Отчаяние или гнев мужчины покинутого женщиной, это конкретное отчаяние и гнев, – они означены именами: Пепа, Хуана, Анна – а не просто повод для безликого выплеска скопившейся агрессии, которую легко услышать в голосе истеричного певца, столь созвучного истерии его поклонников. Как отличается моральный настрой, с каким Гардель поет «Далекий Буэнос Айрес, ты мил моей душе», от остервенелого завывания Кастильо в «Прощай, моя пампа», и это было предопределено тем сломом в духовной жизни народа, о котором я веду речь. Стало быть, не только серьезное искусство способно отражать процессы, происходящие в общественной жизни.
Я снова и снова слушаю танго Гарделя «Теперь мы в расчете», которое ставлю выше всех его танго и других его записей. Слова танго – это как бы неминуемое сведение баланса жизни так называемой продажной женщины. В немногих строках заключена вся «сумма действий» и безобманное предчувствие печальной развязки. Певец, горюя о судьбе этой женщины, с которой когда-то был связан, не испытывает ни злобы ни презренья. Исходя тоской в думах о бывшей подруге, он верит, что она, вопреки своей разоренной жизни, всегда была хорошей женщиной. Что бы там ни было, но он до последней минуты будет отстаивать ее душевную чистоту и желать ей добра.
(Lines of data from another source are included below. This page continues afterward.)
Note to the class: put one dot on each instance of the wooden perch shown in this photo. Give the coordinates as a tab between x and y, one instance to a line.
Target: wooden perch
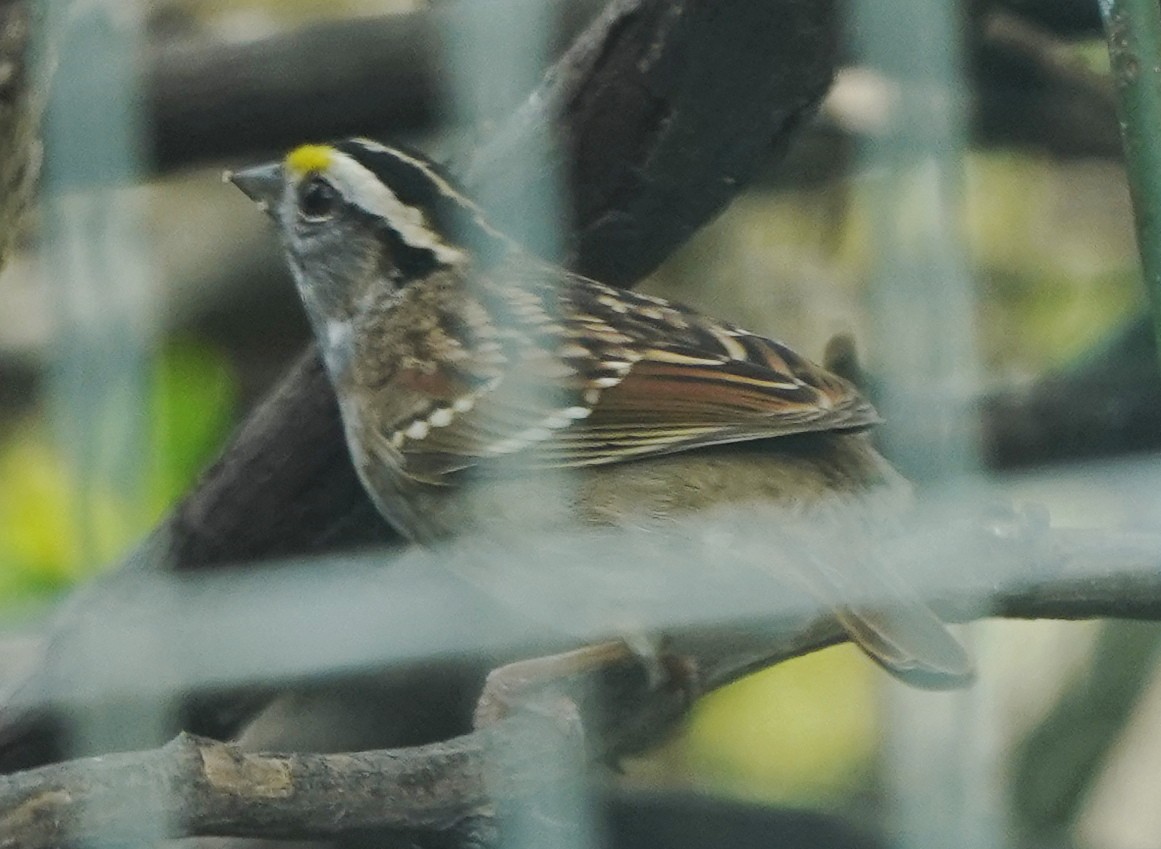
196	786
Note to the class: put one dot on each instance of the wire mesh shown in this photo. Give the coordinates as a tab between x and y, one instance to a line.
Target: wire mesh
148	639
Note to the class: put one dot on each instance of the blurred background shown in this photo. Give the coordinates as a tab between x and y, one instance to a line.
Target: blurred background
1044	223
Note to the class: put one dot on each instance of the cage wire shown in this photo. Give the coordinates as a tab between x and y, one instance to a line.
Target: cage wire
156	638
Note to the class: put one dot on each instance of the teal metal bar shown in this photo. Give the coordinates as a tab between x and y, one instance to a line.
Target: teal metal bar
1133	30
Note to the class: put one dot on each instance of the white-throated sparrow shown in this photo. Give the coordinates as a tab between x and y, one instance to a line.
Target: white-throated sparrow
466	369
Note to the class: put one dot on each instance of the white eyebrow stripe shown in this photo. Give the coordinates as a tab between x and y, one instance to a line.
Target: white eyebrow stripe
363	189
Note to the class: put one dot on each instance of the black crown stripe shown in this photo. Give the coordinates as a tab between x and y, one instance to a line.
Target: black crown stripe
418	182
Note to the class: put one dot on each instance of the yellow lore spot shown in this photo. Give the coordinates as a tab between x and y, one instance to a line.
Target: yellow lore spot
309	158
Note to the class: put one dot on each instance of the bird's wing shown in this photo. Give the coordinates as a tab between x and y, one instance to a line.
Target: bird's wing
572	373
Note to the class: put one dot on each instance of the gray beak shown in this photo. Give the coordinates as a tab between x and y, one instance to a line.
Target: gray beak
262	184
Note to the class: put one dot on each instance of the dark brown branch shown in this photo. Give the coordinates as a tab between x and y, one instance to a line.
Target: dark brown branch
658	115
20	145
203	788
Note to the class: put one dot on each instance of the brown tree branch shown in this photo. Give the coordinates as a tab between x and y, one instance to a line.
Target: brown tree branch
195	786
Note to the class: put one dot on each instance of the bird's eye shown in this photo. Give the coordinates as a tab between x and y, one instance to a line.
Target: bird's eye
317	198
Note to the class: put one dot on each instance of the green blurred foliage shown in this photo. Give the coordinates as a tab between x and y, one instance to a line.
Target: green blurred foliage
190	409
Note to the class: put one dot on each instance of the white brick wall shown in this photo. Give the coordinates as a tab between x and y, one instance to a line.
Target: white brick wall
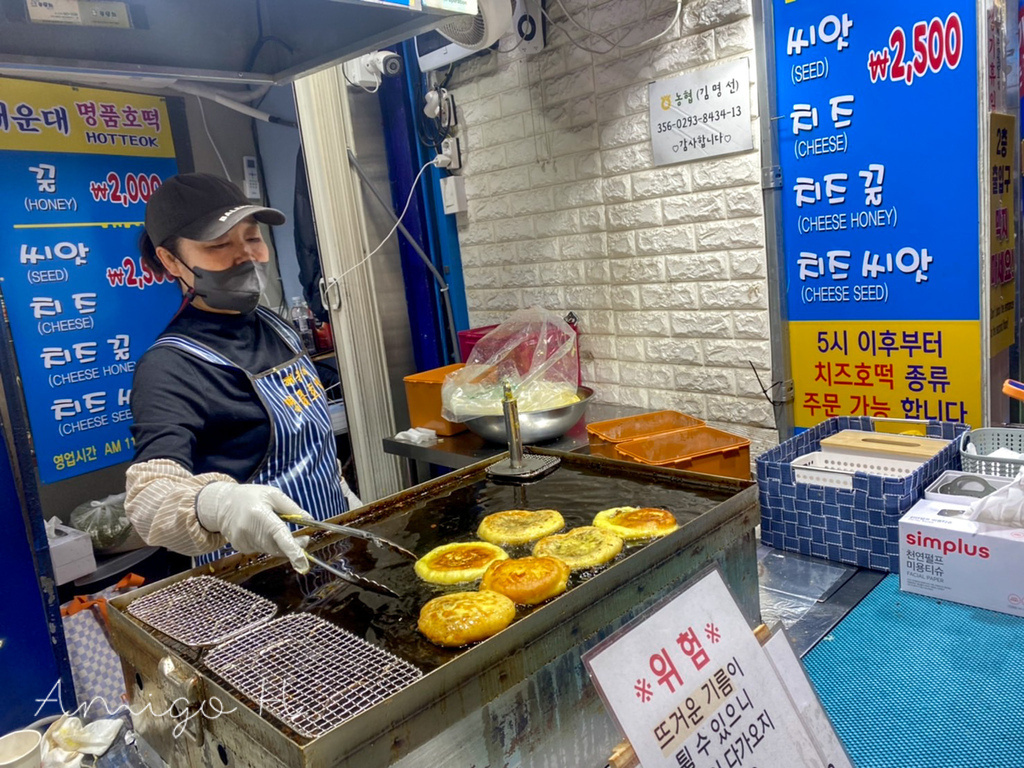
665	266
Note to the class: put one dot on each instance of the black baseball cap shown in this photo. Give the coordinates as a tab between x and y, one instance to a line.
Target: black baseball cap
200	206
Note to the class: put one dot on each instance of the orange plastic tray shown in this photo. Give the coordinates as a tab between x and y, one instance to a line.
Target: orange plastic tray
634	427
698	450
423	391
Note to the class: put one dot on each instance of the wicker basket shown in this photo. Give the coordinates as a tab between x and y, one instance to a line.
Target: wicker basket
985	441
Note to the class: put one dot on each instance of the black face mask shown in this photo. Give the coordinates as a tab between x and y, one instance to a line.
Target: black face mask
236	289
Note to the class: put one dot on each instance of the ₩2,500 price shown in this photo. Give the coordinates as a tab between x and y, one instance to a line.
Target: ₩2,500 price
689	121
933	45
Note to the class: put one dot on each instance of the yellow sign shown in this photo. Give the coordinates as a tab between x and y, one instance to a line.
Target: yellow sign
1003	269
47	117
894	370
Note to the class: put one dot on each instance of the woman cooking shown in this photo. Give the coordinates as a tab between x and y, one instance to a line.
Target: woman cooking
230	422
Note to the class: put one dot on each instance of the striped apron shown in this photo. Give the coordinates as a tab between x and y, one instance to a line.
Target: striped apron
301	459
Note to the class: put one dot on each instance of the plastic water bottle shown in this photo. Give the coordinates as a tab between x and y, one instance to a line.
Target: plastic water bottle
302	318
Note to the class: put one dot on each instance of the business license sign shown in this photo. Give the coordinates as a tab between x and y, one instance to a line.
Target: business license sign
878	105
79	166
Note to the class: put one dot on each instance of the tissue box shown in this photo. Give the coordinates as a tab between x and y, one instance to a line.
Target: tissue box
945	555
71	554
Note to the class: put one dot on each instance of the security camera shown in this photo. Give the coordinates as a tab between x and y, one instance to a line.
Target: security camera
384	62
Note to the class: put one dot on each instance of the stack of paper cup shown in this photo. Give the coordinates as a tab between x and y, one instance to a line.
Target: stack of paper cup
22	750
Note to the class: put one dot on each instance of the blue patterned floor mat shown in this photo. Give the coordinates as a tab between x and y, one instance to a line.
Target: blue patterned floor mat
911	682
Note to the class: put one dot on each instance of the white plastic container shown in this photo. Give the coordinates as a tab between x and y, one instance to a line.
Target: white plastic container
22	750
71	554
837	470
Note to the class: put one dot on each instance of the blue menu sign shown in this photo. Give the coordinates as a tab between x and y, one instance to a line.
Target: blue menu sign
79	166
879	143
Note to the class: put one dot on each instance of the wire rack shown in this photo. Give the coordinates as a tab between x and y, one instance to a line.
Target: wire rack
203	610
986	440
308	673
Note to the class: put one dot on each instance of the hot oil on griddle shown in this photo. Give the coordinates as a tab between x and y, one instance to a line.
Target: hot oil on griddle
578	493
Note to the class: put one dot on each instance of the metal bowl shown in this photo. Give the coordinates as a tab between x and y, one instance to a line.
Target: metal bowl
535	426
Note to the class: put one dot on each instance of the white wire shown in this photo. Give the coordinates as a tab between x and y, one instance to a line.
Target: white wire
377	77
387	237
216	152
612	45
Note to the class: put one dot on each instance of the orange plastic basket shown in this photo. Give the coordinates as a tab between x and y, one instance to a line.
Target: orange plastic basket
423	391
697	450
604	435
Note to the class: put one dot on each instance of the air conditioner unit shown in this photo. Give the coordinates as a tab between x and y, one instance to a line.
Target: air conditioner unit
434	50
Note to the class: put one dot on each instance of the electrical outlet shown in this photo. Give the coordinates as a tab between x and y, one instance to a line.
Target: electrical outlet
448	115
250	175
451	147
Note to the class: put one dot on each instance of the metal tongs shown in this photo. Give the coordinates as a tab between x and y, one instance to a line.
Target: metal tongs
351	577
344	573
346	530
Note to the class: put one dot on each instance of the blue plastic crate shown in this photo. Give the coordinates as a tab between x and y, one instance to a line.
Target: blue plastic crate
857	526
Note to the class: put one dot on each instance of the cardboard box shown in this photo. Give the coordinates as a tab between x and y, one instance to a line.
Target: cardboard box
71	554
947	556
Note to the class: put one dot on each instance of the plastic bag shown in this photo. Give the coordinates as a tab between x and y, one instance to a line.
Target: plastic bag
69	740
535	351
107	523
1003	507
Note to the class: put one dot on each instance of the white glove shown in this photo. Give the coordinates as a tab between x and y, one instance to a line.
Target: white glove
247	516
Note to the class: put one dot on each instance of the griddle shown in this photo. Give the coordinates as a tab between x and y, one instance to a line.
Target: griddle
713	512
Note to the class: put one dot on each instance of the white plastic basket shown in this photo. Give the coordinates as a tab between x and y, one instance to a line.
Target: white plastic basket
986	440
837	470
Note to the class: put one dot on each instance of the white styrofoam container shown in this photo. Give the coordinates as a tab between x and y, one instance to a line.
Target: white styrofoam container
933	494
837	470
71	554
947	556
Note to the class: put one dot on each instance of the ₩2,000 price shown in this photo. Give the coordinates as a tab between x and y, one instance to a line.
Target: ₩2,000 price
933	45
133	187
690	121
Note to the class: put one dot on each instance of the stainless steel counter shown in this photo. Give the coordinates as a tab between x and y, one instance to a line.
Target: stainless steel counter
465	449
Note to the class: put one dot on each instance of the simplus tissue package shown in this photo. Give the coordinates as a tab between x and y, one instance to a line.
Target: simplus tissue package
946	555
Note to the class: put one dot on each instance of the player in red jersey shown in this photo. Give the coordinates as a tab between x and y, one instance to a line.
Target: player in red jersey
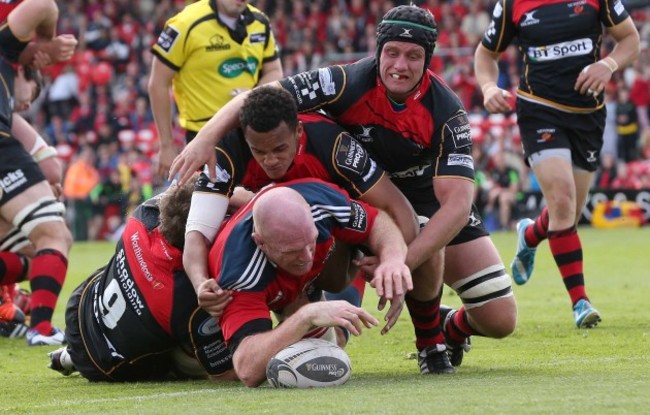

Быть может, это танго так мне по душе, потому что именно оно передает самую сущность таланта Карлоса Гарделя. При том, что танго Гарделя охватывают все регистры аргентинской сентиментальности – от жгучей уязвленности до упоения песней ради песни, от восторга, испытываемого на скачках, до глоссы какому-то преступнику, – золотой серединой его искусства, его безукоризненным образцом останется это танго, несколько созерцательное, пронизанное тем покоем, который мы, пожалуй, потеряли безвозвратно. Слишком нестойким было это душевное равновесие на исходе и время требовало оголенной чувственности или горькой усмешки, словом всего, что сегодня обрушивают на нас громкоговорители и модные пластинки, однако Гардель, к счастью, сумел навечно запечатлеть самый прекрасный момент этого драгоценного равновесия, самый надежный, а для многих из нас – самый главный и неповторимый. В его голосе этакого бесшабашного портеньо, как в звучащем зеркале, отражается Аргентина, которая постепенно уходит из нашей памяти.